### pip

In [1]:
!pip install datasets
!pip install fugashi
!pip install emoji
!pip install rouge_score
!pip install unidic-lite # for MeCab



### import

In [2]:
import os
import re
import emoji
from PIL import Image
from transformers import AutoModelForImageTextToText, AutoProcessor
import torch
from typing import Callable
import abc
from abc import ABC, abstractmethod
from dataclasses import dataclass
from datasets import Dataset, load_dataset
from concurrent.futures import ProcessPoolExecutor, Future
from fugashi import Tagger
from rouge_score import rouge_scorer, scoring
import unicodedata


## LLMjp package

In [3]:
@dataclass
class TaskConfig:
    max_dataset_len: int | None = None
    rotate_choices: bool = False


class Task(abc.ABC):
    def __init__(self, config: TaskConfig):
        self.config = config

        if self.config.max_dataset_len is not None:
            self.dataset = self._prepare_dataset().select(
                range(self.config.max_dataset_len)
            )
        else:
            self.dataset = self._prepare_dataset()

    @abc.abstractmethod
    def _prepare_dataset(self) -> Dataset:
        """Prepares the dataset."""
        pass

    @abc.abstractmethod
    def doc_to_text(self, doc) -> str:
        """Converts a document to text."""
        pass

    @abc.abstractmethod
    def doc_to_visual(self, doc) -> list[Image.Image]:
        """Converts a document to visual."""
        pass

    @abc.abstractmethod
    def doc_to_id(self, doc) -> str:
        """Converts a document to id."""
        pass

    @abc.abstractmethod
    def doc_to_answer(self, doc) -> str:
        """Converts a document to answer."""
        pass

In [4]:
class JaVLMBenchIntheWild(Task):
    default_metric = "rougel"

    @staticmethod
    def _prepare_dataset() -> Dataset:
        # データセットをロード
        ds = load_dataset("SakanaAI/JA-VLM-Bench-In-the-Wild", split="test")
        ds = ds.rename_column("question", "input_text")
        ds = ds.map(lambda example, idx: {"question_id": idx}, with_indices=True)
        return ds

    @staticmethod
    def doc_to_text(doc) -> str:
        return doc["input_text"]

    @staticmethod
    def doc_to_visual(doc) -> list[Image.Image]:
        return [doc["image"]]

    @staticmethod
    def doc_to_id(doc) -> str:
        return str(doc["question_id"])

    @staticmethod
    def doc_to_answer(doc) -> str:
        return doc["answer"]

In [5]:
class TaskRegistry:
    """Registry to map metrics to their corresponding scorer classes."""
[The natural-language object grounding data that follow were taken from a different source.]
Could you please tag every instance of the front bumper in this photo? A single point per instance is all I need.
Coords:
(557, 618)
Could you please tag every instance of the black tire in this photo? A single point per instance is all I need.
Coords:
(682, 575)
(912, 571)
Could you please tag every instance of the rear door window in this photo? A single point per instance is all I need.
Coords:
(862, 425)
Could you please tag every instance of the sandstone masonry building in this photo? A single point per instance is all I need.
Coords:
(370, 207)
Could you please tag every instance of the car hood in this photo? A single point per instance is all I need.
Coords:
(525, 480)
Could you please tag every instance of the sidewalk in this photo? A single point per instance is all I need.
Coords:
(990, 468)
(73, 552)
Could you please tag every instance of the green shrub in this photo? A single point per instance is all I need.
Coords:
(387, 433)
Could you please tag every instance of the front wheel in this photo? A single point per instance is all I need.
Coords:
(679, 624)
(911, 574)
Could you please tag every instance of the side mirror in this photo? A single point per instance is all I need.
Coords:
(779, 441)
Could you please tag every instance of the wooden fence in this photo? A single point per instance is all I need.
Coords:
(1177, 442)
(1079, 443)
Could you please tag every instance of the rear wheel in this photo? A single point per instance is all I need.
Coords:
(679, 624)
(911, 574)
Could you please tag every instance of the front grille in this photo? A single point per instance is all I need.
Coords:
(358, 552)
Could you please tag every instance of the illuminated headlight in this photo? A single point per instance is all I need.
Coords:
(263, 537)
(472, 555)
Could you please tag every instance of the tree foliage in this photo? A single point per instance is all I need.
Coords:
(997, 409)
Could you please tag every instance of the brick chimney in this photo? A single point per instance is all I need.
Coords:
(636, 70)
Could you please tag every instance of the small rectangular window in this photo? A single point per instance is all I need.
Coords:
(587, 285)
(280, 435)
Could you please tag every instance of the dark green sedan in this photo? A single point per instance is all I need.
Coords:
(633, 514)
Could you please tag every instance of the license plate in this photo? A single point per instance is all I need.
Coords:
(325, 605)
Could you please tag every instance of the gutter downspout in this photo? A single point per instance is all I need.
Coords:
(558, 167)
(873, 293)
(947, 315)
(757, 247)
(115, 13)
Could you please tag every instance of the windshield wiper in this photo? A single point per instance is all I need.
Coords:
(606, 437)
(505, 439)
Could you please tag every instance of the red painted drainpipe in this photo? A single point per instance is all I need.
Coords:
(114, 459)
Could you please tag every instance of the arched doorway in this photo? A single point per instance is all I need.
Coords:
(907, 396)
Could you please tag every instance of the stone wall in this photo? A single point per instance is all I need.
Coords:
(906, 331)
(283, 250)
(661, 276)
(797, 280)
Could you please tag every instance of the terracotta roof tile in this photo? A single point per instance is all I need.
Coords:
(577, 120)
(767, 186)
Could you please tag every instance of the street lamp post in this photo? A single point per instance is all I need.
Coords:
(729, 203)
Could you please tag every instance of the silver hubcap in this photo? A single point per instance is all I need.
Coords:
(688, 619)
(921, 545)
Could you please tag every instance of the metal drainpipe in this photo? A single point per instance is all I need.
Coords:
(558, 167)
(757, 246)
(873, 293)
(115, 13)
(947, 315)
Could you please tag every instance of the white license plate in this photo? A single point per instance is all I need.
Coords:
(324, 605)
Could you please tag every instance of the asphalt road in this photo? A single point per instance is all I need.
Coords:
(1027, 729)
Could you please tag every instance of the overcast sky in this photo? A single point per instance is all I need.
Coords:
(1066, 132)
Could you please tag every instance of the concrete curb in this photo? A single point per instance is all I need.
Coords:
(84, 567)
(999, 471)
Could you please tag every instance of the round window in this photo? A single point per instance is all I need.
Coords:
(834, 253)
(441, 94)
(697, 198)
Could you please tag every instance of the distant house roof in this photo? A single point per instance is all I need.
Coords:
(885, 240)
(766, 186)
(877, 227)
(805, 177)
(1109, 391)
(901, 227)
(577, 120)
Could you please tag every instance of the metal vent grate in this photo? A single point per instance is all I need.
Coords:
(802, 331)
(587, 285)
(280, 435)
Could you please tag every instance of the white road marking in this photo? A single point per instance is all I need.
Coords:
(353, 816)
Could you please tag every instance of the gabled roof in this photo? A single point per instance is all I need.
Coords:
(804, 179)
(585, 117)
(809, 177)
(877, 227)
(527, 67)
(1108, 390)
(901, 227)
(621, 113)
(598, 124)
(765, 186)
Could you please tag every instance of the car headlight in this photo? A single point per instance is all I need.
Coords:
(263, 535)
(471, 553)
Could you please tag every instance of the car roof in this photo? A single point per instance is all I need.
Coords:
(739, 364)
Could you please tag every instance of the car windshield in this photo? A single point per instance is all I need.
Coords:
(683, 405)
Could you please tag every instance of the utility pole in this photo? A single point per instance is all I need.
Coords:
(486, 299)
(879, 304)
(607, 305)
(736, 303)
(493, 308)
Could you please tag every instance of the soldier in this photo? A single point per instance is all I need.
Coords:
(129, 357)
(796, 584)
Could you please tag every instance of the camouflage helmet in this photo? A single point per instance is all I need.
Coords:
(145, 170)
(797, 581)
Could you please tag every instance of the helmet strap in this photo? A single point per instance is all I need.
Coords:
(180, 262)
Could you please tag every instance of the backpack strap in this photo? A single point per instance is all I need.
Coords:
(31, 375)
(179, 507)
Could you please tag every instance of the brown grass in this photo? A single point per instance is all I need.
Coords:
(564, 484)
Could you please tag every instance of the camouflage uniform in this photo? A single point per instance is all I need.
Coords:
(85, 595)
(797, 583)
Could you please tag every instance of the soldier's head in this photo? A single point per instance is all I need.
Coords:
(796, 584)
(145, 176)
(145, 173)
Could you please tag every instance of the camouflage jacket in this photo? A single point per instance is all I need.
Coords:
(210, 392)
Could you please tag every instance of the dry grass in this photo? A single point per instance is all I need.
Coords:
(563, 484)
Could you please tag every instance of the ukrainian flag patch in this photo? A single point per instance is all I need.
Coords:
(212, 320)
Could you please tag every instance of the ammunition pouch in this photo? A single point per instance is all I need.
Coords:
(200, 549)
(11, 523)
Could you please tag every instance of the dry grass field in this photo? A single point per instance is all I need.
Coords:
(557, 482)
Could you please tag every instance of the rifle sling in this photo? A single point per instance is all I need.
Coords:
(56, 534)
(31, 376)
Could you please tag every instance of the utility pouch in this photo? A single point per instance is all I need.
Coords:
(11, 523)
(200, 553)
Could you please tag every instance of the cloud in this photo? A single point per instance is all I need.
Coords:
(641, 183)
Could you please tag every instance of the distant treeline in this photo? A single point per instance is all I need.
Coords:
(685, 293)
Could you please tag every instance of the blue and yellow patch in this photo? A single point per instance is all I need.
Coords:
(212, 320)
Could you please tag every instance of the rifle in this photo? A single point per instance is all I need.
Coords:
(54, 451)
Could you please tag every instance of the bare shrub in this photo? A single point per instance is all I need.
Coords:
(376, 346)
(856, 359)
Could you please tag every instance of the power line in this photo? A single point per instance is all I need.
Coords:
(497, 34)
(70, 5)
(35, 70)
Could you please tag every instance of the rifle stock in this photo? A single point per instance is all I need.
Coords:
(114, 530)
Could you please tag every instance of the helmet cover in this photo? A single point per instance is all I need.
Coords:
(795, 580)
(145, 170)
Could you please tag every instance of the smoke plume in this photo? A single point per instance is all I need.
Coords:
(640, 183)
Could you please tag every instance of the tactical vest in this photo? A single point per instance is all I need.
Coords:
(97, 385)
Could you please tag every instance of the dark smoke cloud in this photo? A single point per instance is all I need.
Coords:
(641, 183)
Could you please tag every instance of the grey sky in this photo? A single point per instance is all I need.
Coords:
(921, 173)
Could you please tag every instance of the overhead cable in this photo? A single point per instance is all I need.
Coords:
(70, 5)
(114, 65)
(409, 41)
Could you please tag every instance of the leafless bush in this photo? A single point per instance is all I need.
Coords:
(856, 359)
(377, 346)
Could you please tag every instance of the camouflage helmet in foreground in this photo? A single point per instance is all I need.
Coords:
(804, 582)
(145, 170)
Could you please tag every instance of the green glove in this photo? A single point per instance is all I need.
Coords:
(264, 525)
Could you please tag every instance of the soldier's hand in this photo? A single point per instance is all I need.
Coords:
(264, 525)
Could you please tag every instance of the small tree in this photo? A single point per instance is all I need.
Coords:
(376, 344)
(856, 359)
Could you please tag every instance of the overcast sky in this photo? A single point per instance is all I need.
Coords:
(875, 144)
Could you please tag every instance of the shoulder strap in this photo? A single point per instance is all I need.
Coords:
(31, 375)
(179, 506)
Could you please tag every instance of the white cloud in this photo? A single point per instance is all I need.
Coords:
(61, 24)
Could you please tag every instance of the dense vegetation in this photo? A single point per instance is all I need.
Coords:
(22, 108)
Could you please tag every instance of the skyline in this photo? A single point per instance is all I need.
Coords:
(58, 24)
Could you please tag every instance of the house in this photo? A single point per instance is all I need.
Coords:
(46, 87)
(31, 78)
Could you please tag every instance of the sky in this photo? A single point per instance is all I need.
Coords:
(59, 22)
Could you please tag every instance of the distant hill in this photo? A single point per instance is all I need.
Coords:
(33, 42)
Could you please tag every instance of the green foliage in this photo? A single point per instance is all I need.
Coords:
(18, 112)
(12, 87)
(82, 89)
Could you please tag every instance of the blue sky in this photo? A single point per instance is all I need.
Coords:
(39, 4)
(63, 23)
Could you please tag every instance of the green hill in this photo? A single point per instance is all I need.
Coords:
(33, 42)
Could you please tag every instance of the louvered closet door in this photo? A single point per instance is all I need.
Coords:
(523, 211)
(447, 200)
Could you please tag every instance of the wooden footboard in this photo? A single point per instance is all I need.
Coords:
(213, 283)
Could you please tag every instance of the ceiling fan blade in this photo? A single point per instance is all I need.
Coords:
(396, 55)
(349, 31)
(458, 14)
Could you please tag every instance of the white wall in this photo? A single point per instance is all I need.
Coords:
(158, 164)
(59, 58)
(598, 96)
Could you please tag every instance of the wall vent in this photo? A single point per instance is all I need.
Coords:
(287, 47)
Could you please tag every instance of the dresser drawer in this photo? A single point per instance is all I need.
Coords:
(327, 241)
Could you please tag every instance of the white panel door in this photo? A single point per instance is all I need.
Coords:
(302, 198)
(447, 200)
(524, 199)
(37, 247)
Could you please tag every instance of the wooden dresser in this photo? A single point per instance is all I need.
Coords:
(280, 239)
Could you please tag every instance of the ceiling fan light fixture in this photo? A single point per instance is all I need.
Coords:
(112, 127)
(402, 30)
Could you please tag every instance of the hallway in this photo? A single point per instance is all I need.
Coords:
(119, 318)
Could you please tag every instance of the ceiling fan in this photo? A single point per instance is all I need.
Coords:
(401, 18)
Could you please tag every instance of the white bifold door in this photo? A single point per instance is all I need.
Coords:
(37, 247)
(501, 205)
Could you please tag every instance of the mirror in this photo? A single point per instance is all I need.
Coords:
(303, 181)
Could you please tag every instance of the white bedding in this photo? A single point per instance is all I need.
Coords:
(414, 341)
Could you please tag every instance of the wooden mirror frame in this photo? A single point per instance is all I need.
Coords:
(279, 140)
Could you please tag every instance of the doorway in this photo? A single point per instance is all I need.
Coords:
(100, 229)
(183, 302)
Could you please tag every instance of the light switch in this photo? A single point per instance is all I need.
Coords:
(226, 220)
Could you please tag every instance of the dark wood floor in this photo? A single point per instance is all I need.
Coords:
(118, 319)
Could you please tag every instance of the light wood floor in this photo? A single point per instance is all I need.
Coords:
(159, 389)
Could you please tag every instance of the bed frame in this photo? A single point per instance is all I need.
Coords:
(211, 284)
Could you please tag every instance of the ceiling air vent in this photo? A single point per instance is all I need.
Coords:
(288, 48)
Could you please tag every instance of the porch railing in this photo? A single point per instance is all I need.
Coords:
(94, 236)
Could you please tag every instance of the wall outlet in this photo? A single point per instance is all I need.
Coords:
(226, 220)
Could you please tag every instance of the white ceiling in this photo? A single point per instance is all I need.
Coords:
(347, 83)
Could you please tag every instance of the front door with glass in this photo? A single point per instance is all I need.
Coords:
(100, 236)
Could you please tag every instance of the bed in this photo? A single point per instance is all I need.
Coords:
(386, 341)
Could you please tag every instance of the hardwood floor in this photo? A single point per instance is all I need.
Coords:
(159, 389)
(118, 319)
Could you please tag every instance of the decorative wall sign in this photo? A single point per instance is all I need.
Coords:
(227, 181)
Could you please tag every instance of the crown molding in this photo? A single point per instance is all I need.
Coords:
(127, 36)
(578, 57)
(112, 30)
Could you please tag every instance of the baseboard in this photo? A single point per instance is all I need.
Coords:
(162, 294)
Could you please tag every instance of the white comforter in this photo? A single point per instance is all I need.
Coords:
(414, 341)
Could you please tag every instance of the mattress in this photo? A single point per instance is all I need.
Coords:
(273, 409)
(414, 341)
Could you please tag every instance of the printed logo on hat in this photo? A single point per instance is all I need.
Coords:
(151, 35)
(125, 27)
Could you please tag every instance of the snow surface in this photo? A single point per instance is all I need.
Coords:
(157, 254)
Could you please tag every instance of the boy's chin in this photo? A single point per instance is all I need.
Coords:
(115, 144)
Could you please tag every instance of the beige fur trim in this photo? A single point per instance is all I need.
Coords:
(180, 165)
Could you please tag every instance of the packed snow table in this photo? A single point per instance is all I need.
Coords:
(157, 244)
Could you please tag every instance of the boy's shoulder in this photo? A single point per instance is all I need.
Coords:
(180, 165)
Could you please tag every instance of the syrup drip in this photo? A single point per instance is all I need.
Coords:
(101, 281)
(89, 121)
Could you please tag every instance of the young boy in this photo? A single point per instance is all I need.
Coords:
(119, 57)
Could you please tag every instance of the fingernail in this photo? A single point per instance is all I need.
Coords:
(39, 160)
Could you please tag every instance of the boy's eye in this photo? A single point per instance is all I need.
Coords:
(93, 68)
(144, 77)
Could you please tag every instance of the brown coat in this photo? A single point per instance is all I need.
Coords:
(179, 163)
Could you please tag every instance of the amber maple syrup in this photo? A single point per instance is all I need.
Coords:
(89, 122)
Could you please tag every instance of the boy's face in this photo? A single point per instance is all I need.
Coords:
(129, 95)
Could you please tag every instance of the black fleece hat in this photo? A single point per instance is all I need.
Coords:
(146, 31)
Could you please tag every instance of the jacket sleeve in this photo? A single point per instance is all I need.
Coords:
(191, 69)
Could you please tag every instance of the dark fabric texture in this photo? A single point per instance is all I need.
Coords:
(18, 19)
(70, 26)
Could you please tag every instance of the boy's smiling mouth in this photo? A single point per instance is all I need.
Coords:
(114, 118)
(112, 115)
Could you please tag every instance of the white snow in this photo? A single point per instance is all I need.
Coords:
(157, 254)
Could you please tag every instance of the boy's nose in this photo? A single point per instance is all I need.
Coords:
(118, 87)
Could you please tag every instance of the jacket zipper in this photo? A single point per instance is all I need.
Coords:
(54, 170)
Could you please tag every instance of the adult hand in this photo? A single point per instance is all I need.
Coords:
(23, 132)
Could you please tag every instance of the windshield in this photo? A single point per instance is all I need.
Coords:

    _tasks: dict[str, Callable[[TaskConfig], Task]] = {
        "ja-vlm-bench-in-the-wild": JaVLMBenchIntheWild,
    }

    @classmethod
    def get_task_list(cls):
        return list(cls._tasks.keys())

    @classmethod
    def load_task(cls, task_name: str, task_config: TaskConfig = TaskConfig()) -> Task:
        try:
            return cls._tasks[task_name](task_config)  # type: ignore
        except KeyError:
            raise ValueError(f"Task '{task_name}' is not supported.")

### scorer

In [6]:
@dataclass
class AggregateOutput:
    overall_score: float
    details: dict[str, float]


@dataclass
class ScorerConfig:
    docs: dict | None = None
    judge_model: str | None = None
    batch_size: int = 10
    random_choice: bool = False


class Scorer(ABC):
    def __init__(self, config: ScorerConfig):
        self.config = config

    @abstractmethod
    def score(self, refs: list[str], preds: list[str]) -> list:
        raise NotImplementedError

    @abstractmethod
    def aggregate(self, scores: list) -> AggregateOutput:
        raise NotImplementedError

In [7]:
class MecabTokenizer:
    def __init__(self) -> None:
        self.tagger = Tagger("-Owakati")

    def normalize_answer(self, text: str) -> str:
        """Lower case text, remove punctuation and extra whitespace, etc."""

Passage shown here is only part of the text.